E ancora, valori e identità, consapevolezza di dover giocare una partita sociale ma anche europea come dimostrano i timori che ancora oggi si scorgono sul caso libico (dove la sostituzione del commissario Onu Bernardino Leon tarda ancora), sui nuovi rapporti geopolitici con Mosca e rispetto ai Paesi Brics che, se da un lato produrranno a breve 200 milioni di nuovi ricchi, dall’altro stanno spolpando il tessuto imprenditoriale italiano.

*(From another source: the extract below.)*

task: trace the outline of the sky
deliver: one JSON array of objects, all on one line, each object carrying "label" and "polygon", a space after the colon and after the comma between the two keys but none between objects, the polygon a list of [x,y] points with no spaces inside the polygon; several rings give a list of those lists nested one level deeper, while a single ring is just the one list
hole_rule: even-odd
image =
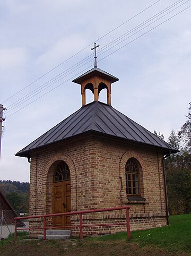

Dopo Trieste, dunque, il territorio: l’obiettivo secondo i nuovi destrorsi 2.0 è di ricominciare a girare l’Italia per tracciare il perimetro di questa nuova spinta politica che dovrà rapidamente dire la sua sulle riforme, sul job’s act, sui dazi russi, sui nuovi scenari legati all’Isis, sull’austerità come metro quotidiano e non una tantum,  e soprattutto sulla finanza che si è drammaticamente sostituita alla politica.

Gli ingredienti per andare oltre il bacino elettorale e umano di Fratelli d’Italia ci sono tutti e un primo passo, simbolico, sarà quello di dedicare il prossimo 25 Aprile ai Marò italiani, così come annuncia lo stesso Menia. Un piccolo gesto di forma che, mai come oggi, è anche sostanza.